Researchers have unveiled a new tool for scientists that could one day lead to a breakthrough for people with spinal cord injuries and diseases. It's a map of how genes work in the spine, developed by Paul Allen, the co-founder of Microsoft.
Three years ago his science institute did the same thing with the brain. Until now, scientists haven't fully understood how these genes behave. So they couldn't develop more effective treatments for hundreds of thousands of Americans with spinal cord injuries and diseases, like tumors on the spine. "Radiation and chemotherapy become what we call palliative: just a way of keeping them comfortable," said Dr. Andrea Douglas, a Georgetown University Hospital Neurosurgeon.
The Allen Institute for Brain Science unveiled what they call a road map to the spine: the Allen Spinal Cord Atlas, a free, online tool that'll show researchers how the spine's 20,00 genes work. "It gives researchers that "Ah Ha!" moment, that peanut butter and chocolate moment that says this is, this combined with knowledge that I already had leads me to new insights and breakthroughs," said Allan Jones, a Ph.D. at the Allen Institute for Brain Science.
More than a quarter-million Americans suffer from spinal cord injuries, including 25,000 Iraq war veterans.

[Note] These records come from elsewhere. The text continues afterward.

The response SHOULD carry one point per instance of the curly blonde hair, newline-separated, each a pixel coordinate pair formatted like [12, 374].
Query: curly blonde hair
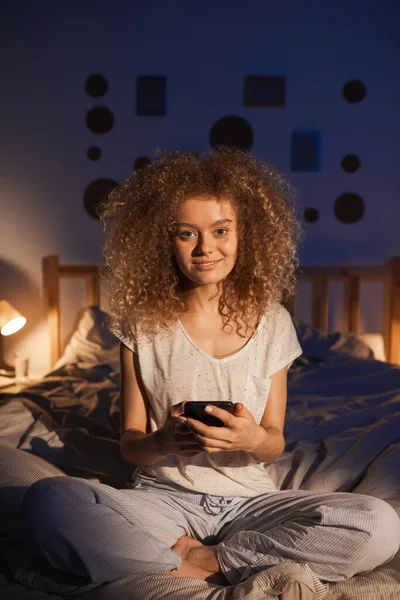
[147, 289]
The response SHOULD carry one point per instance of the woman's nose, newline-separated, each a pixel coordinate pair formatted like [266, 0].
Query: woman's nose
[205, 244]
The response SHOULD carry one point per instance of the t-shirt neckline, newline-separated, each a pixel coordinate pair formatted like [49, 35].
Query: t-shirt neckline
[226, 358]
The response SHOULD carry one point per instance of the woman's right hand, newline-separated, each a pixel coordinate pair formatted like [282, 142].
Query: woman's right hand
[176, 436]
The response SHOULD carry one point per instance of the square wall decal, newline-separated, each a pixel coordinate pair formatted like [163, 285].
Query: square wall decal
[306, 151]
[264, 91]
[150, 95]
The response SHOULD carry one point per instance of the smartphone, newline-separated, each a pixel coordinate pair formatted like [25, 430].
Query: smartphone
[195, 410]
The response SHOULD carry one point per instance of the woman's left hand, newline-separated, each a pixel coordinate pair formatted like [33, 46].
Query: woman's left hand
[240, 431]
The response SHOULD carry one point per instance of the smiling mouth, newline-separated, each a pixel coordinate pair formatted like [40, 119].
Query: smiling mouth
[206, 264]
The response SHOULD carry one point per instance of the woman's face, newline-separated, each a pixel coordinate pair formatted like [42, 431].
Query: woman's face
[205, 239]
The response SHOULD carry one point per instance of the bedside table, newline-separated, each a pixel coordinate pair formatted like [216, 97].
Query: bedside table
[8, 385]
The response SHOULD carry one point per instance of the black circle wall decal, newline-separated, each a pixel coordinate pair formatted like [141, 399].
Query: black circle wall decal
[94, 153]
[311, 215]
[95, 193]
[141, 162]
[351, 163]
[231, 131]
[354, 91]
[96, 85]
[99, 119]
[349, 208]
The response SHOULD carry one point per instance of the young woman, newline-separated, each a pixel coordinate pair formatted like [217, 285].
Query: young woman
[200, 254]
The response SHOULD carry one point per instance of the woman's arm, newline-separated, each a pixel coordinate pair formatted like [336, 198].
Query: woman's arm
[270, 442]
[240, 432]
[138, 446]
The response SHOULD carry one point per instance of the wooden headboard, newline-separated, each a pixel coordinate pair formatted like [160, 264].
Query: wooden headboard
[389, 275]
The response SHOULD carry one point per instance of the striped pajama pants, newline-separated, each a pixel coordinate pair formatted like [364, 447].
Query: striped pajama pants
[105, 534]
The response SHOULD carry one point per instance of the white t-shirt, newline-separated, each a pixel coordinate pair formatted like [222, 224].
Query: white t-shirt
[174, 369]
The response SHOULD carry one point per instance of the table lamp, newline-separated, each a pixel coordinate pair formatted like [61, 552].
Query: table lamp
[11, 321]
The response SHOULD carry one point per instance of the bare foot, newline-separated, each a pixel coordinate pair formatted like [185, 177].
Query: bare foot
[204, 557]
[188, 570]
[184, 544]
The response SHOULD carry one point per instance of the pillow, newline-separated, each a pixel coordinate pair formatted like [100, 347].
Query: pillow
[321, 346]
[92, 342]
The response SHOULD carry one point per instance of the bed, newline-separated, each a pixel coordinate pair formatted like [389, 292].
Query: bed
[342, 434]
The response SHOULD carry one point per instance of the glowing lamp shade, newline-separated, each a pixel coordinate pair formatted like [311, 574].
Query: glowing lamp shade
[11, 320]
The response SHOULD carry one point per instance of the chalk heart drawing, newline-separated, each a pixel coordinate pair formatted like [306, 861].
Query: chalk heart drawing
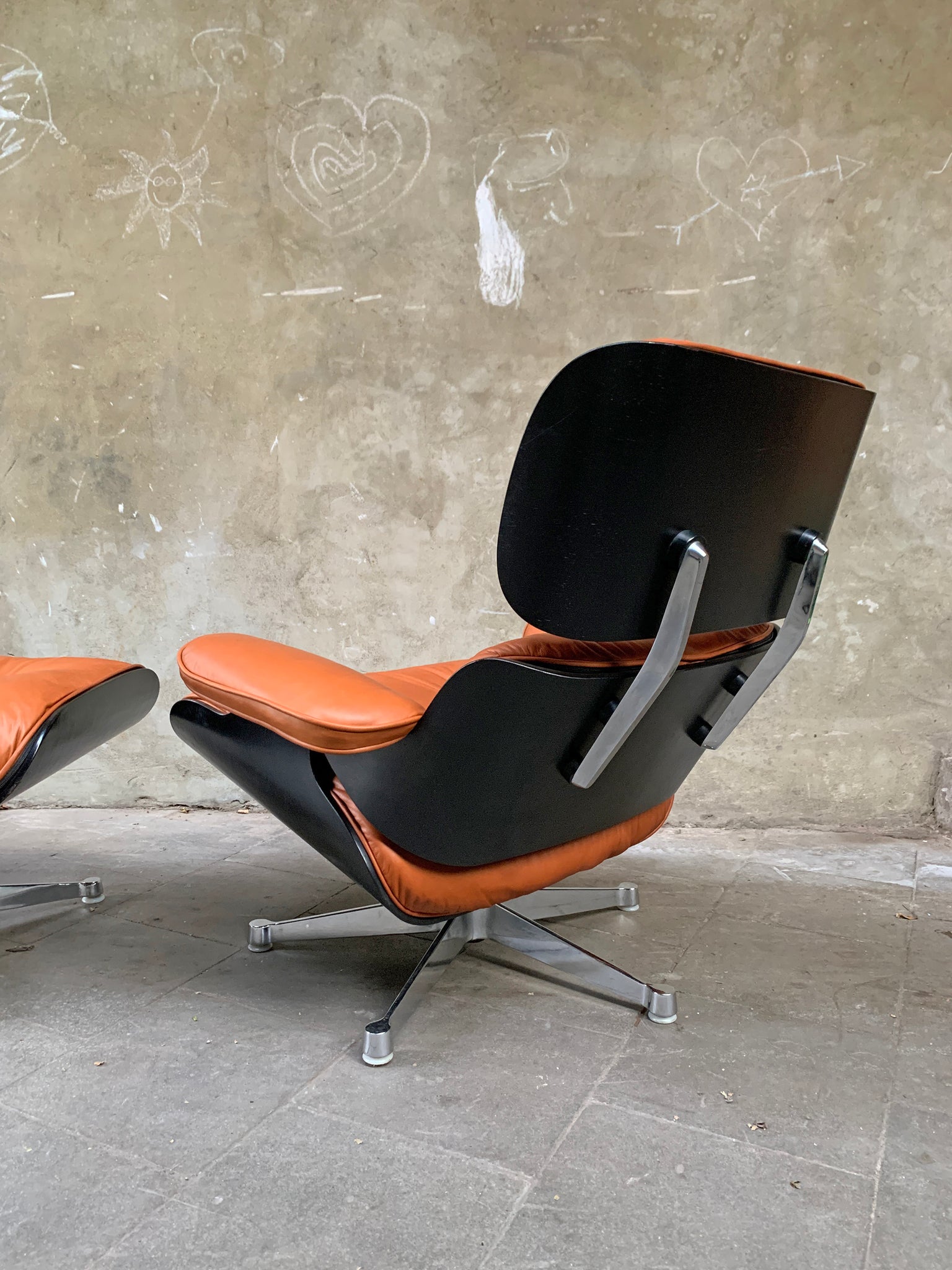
[167, 187]
[348, 167]
[752, 190]
[24, 107]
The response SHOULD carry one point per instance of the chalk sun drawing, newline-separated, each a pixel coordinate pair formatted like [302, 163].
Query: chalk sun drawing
[753, 190]
[347, 167]
[169, 187]
[24, 109]
[225, 55]
[521, 164]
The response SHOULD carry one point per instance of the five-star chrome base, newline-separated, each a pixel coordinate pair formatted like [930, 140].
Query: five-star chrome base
[514, 923]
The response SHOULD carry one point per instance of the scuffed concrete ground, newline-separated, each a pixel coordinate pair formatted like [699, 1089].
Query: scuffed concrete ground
[172, 1100]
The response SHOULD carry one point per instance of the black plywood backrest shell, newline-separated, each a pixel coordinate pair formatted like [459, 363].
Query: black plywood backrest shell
[631, 445]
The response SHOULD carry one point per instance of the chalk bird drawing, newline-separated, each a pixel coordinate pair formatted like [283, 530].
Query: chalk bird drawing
[753, 190]
[227, 56]
[521, 167]
[169, 187]
[24, 109]
[347, 167]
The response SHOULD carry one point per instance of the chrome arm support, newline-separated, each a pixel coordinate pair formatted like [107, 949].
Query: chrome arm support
[659, 666]
[791, 637]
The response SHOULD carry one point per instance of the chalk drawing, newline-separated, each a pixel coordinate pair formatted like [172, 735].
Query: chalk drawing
[521, 166]
[347, 167]
[225, 54]
[24, 109]
[753, 190]
[169, 187]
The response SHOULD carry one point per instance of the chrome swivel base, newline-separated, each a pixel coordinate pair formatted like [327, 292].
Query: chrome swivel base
[514, 925]
[90, 892]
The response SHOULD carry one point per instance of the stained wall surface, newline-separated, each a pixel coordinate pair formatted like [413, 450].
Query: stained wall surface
[235, 399]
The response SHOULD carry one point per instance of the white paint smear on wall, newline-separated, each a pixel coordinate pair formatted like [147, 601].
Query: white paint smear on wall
[499, 252]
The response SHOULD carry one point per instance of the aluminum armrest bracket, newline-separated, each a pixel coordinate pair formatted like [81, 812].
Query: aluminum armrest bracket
[659, 666]
[747, 691]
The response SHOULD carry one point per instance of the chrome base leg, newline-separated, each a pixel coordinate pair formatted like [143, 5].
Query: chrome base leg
[516, 931]
[379, 1036]
[562, 901]
[90, 892]
[371, 920]
[508, 923]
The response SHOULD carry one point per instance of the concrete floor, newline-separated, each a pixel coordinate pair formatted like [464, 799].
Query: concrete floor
[172, 1100]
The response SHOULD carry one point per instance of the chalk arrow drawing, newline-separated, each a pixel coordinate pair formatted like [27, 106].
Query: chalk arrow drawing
[167, 189]
[521, 166]
[753, 190]
[24, 109]
[347, 167]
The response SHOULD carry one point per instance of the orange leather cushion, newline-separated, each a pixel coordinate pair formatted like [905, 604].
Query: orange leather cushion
[536, 646]
[333, 709]
[765, 361]
[426, 889]
[307, 699]
[32, 689]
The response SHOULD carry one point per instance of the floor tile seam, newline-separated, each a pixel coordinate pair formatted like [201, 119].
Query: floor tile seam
[523, 1199]
[791, 1014]
[456, 995]
[286, 1101]
[425, 1145]
[235, 858]
[29, 936]
[697, 934]
[781, 1016]
[570, 990]
[226, 1000]
[169, 930]
[333, 895]
[100, 1259]
[110, 1148]
[736, 1142]
[787, 926]
[516, 1208]
[110, 1034]
[890, 1094]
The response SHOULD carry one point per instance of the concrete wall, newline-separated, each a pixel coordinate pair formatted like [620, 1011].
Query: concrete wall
[265, 413]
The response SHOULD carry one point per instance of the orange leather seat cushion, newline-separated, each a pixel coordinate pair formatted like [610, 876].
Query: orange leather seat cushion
[32, 689]
[426, 889]
[334, 709]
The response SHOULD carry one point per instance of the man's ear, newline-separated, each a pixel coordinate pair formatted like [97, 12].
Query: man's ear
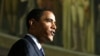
[31, 21]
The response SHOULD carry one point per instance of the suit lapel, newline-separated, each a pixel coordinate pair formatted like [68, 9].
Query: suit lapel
[33, 44]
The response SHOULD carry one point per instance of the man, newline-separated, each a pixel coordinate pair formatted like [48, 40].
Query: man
[41, 28]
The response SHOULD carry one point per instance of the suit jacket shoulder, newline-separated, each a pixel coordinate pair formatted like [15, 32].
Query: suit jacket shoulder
[24, 47]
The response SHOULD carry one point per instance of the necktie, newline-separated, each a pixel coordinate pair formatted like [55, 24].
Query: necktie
[42, 51]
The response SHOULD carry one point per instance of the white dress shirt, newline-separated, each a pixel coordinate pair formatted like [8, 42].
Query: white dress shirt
[36, 41]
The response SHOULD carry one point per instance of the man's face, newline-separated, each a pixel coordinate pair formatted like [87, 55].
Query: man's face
[45, 27]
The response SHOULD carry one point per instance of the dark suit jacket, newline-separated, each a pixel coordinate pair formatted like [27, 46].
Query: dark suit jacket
[24, 47]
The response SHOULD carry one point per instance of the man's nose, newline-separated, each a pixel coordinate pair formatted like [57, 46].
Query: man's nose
[54, 26]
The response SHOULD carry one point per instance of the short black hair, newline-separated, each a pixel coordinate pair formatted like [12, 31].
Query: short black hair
[35, 14]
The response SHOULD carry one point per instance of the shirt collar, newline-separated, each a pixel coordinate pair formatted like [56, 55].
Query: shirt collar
[36, 41]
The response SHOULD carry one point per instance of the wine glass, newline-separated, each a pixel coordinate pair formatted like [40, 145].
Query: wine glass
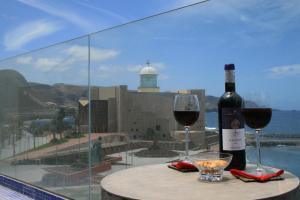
[257, 116]
[186, 112]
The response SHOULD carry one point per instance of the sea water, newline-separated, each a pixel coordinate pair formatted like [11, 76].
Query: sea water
[284, 157]
[283, 123]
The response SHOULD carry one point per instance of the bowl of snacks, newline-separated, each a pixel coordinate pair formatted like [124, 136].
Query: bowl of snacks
[211, 165]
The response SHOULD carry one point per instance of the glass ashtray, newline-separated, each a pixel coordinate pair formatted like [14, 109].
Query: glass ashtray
[211, 165]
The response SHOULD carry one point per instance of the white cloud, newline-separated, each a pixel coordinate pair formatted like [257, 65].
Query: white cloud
[286, 70]
[27, 32]
[159, 66]
[68, 57]
[106, 72]
[103, 11]
[266, 15]
[135, 68]
[24, 60]
[81, 53]
[51, 64]
[59, 12]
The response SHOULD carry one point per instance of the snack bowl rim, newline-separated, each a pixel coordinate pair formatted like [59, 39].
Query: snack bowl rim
[207, 156]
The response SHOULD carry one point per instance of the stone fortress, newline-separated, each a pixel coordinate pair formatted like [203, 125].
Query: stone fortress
[141, 113]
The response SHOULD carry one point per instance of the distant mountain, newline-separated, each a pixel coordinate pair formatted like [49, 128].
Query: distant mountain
[18, 95]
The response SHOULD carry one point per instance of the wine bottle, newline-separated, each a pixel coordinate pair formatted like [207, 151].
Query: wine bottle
[231, 122]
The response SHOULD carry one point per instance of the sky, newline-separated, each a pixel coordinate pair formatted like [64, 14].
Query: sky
[189, 47]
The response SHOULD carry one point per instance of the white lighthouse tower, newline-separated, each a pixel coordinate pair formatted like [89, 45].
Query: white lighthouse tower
[148, 79]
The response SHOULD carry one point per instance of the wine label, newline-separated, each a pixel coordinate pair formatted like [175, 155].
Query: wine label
[229, 76]
[233, 132]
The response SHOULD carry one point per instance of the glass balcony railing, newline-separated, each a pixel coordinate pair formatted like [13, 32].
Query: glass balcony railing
[76, 111]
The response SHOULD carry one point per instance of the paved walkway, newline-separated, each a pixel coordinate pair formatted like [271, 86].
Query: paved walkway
[50, 150]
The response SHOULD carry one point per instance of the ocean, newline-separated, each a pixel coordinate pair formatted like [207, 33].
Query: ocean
[283, 157]
[284, 123]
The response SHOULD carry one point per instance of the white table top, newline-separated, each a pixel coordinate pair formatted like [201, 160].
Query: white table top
[159, 182]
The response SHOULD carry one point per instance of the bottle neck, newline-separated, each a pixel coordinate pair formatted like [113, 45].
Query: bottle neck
[229, 81]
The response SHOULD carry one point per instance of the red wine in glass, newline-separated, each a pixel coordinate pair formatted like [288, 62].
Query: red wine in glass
[257, 118]
[186, 112]
[186, 118]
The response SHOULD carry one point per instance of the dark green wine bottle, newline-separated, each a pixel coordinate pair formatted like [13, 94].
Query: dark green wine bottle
[231, 122]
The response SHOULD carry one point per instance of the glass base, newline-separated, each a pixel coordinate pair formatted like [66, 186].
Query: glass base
[259, 171]
[211, 176]
[186, 159]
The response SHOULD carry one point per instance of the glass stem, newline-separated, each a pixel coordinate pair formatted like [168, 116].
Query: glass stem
[257, 137]
[187, 141]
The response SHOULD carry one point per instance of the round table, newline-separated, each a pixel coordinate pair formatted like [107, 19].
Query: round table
[157, 182]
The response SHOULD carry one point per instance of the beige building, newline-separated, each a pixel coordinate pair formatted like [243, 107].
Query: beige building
[141, 114]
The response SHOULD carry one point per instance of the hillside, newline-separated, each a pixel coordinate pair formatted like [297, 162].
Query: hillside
[18, 95]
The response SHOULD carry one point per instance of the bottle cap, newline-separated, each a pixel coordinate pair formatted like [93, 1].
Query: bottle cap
[229, 67]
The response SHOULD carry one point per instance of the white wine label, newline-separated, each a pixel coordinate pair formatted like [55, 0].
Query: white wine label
[234, 139]
[229, 76]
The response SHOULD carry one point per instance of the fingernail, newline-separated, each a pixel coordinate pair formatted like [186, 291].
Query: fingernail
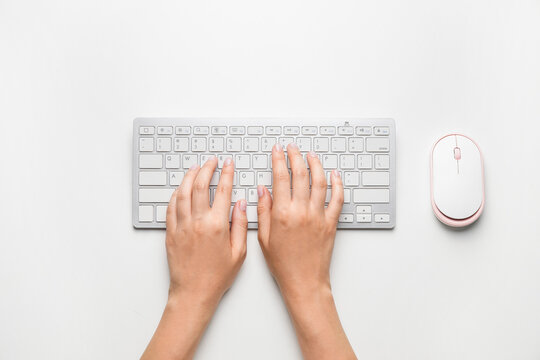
[242, 205]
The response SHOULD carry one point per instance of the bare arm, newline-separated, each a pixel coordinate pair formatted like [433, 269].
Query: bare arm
[296, 234]
[204, 256]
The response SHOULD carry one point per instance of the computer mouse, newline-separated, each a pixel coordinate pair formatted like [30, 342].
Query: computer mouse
[457, 180]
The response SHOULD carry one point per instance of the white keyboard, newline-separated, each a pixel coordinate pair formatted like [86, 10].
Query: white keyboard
[363, 150]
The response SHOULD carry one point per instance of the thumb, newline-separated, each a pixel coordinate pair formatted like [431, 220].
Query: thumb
[264, 211]
[239, 228]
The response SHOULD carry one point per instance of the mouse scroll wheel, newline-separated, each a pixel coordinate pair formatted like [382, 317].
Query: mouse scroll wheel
[457, 153]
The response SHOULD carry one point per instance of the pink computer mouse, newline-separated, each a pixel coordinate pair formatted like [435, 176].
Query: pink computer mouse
[457, 180]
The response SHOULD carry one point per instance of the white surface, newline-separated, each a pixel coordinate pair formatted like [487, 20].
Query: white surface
[458, 189]
[78, 282]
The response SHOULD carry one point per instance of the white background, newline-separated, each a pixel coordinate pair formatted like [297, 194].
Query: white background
[78, 282]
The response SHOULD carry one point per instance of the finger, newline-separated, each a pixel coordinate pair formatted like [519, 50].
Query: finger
[183, 196]
[300, 176]
[239, 228]
[200, 196]
[264, 213]
[171, 212]
[336, 202]
[281, 180]
[318, 181]
[222, 200]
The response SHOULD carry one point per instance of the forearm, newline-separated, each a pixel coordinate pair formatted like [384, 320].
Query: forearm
[181, 327]
[317, 325]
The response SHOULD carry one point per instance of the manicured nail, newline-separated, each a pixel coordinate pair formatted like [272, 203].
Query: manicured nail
[242, 205]
[293, 146]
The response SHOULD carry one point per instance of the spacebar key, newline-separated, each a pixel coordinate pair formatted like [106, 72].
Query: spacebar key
[371, 195]
[155, 195]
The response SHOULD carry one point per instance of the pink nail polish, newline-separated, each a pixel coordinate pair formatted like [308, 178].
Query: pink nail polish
[242, 205]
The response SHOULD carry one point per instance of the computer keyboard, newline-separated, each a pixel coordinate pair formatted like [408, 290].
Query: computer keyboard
[363, 150]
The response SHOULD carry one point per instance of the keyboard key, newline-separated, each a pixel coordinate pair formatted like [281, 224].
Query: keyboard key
[309, 130]
[363, 218]
[328, 130]
[329, 161]
[363, 130]
[146, 130]
[375, 178]
[237, 194]
[356, 144]
[152, 178]
[164, 130]
[251, 144]
[176, 177]
[242, 161]
[378, 144]
[161, 213]
[260, 161]
[363, 209]
[163, 144]
[150, 161]
[304, 144]
[219, 130]
[339, 144]
[364, 162]
[255, 130]
[155, 195]
[382, 218]
[381, 130]
[237, 130]
[291, 130]
[247, 178]
[172, 162]
[382, 161]
[183, 130]
[346, 161]
[321, 144]
[146, 213]
[273, 130]
[146, 144]
[216, 144]
[351, 178]
[345, 130]
[264, 178]
[346, 218]
[181, 144]
[371, 195]
[188, 160]
[234, 144]
[198, 144]
[267, 144]
[200, 130]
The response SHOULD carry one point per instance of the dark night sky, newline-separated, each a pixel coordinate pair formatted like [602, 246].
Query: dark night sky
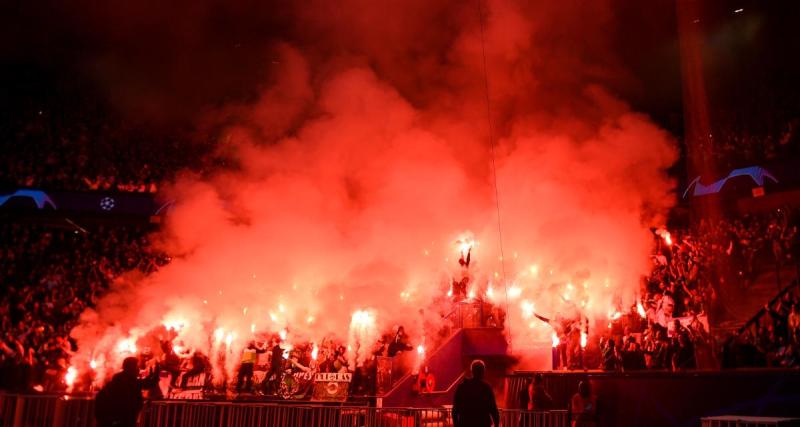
[171, 63]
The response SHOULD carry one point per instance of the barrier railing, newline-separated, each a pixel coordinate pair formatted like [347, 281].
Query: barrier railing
[185, 414]
[66, 411]
[45, 411]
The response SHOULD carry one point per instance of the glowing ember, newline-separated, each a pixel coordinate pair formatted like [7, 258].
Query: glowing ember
[174, 324]
[287, 351]
[665, 235]
[219, 334]
[70, 376]
[126, 345]
[464, 246]
[640, 309]
[527, 309]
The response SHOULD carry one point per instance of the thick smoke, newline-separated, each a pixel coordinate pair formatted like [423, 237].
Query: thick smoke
[365, 158]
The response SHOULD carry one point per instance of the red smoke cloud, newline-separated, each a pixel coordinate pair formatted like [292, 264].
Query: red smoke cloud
[367, 155]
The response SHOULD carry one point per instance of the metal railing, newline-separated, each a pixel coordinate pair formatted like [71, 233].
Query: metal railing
[66, 411]
[45, 411]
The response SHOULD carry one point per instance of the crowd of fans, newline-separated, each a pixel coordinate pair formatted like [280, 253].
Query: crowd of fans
[58, 146]
[47, 277]
[669, 330]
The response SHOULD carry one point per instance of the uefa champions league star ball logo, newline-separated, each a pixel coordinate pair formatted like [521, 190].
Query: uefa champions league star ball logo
[107, 203]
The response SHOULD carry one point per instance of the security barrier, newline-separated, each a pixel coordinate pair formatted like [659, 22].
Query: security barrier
[66, 411]
[741, 421]
[188, 413]
[45, 411]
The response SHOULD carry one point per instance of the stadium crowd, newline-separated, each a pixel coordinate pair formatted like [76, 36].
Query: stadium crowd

Even more are affected by Lou Gehrig's Disease and multiple sclerosis. Washington Senator Patty Murray's father was one of them. "I am so excited for the potential this research will bring us," Senator Murray said. Seeing what the genes in a normal spine look like and how they interact will allow scientists to fix abnormal ones, and to connect what they do in the lab to patients.
"It helps us do our job faster. But what it does is it brings everybody hope. That kind of hope is hard to put a price tag on," Dr. Jane Roskams of the University of British Columbia Brain Research Center explained.
The price tag for this project was over two million dollars. The ALS Association, National MS Society and other groups who could never afford this type of research on their own helped pay for it.